I know this is an old post, but I've had a similar situation and was wondering what everyone thought.

My power meter batteries died on a Saturday ride. I went home and replaced them. On Sunday, my watts seemed higher for the effort I was putting out.

When coasting my watts were zero. I realize that the zero could actually be negative, but it doesn't seem like that would contribute to my power readings being higher...maybe lower, but not higher. 

I did not "recalibrate" before the Sunday ride, so maybe that was the issue.

Thoughts?


----------



## Alex_Simmons/RST

You can't set the calibration of a Powertap, you can only check its calibration (you can set the calibration of an SRM and a Quarq Cinqo). 

Calibration is validation that the power meter is accurate and involves knowing that the torque values it is reading match actual torque being applied - at zero and at other torque values (this is what we call the "slope"). 
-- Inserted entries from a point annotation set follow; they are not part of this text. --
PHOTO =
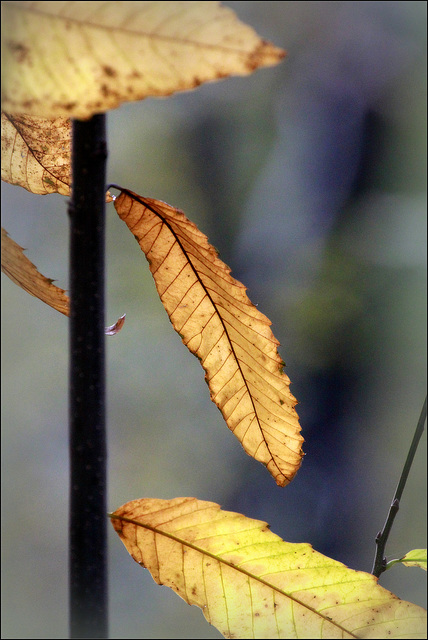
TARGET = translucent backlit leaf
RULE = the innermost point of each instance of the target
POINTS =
(251, 584)
(36, 153)
(74, 59)
(217, 322)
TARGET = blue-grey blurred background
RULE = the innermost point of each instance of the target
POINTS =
(309, 178)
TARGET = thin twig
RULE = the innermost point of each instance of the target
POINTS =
(379, 564)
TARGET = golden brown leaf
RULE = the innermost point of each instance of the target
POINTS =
(74, 59)
(217, 322)
(251, 584)
(36, 153)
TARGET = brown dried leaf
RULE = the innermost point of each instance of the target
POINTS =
(36, 153)
(75, 59)
(23, 273)
(217, 322)
(26, 275)
(113, 329)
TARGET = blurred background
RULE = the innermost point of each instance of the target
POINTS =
(310, 179)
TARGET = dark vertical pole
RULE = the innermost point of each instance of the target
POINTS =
(88, 495)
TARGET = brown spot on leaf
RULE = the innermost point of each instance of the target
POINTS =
(109, 71)
(19, 50)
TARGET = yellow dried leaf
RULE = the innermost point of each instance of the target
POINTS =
(218, 323)
(251, 584)
(75, 59)
(36, 153)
Setting the zero point is one thing, but no good if the meter's slope is wrong - e.g. it reads zero when no torque is applied however it registers 100N-m when only 90N-m are actually being applied.

You can manually check and set the torque zero, and you can also set it to perform an auto zero check and reset when the hub recognises it is coasting for a while. Auto zero will only work if the torque zero is out by a little bit, if it is out by a lot, the auto zero doesn't work.

Always perform a manual torque zero first before each ride, then allow auto zero to look after things from there.


----------



## Creakyknees

Alex_Simmons/RST said:


> You can't set the calibration of a Powertap, you can only check its calibration (you can set the calibration of an SRM and a Quarq Cinqo).
> 
> Calibration is validation that the power meter is accurate and involves knowing that the torque values it is reading match actual torque being applied - at zero and at other torque values (this is what we call the "slope").
> 
> Setting the zero point is one thing, but no good if the meter's slope is wrong - e.g. it reads zero when no torque is applied however it registers 100N-m when only 90N-m are actually being applied.
> 
> You can manually check and set the torque zero, and you can also set it to perform an auto zero check and reset when the hub recognises it is coasting for a while. Auto zero will only work if the torque zero is out by a little bit, if it is out by a lot, the auto zero doesn't work.
> 
> Always perform a manual torque zero first before each ride, then allow auto zero to look after things from there.



These look like English words to me but I have no idea what you are talking about.


----------



## Alex_Simmons/RST

Creakyknees said:


> These look like English words to me but I have no idea what you are talking about.


Well if you don't use a power meter, then I suppose I can understand that.

But an analogy:

Consider Bathroom scales.

When you are not standing on the scales - do they read zero lbs? 
That's the same as checking the torque of a power meter reads zero when you are not putting any pressure on the cranks.

When you know the scales read zero OK, but if you place a 100lb weight on them but they only read 90lbs, then that's the same as the power meter calibration (slope) being wrong.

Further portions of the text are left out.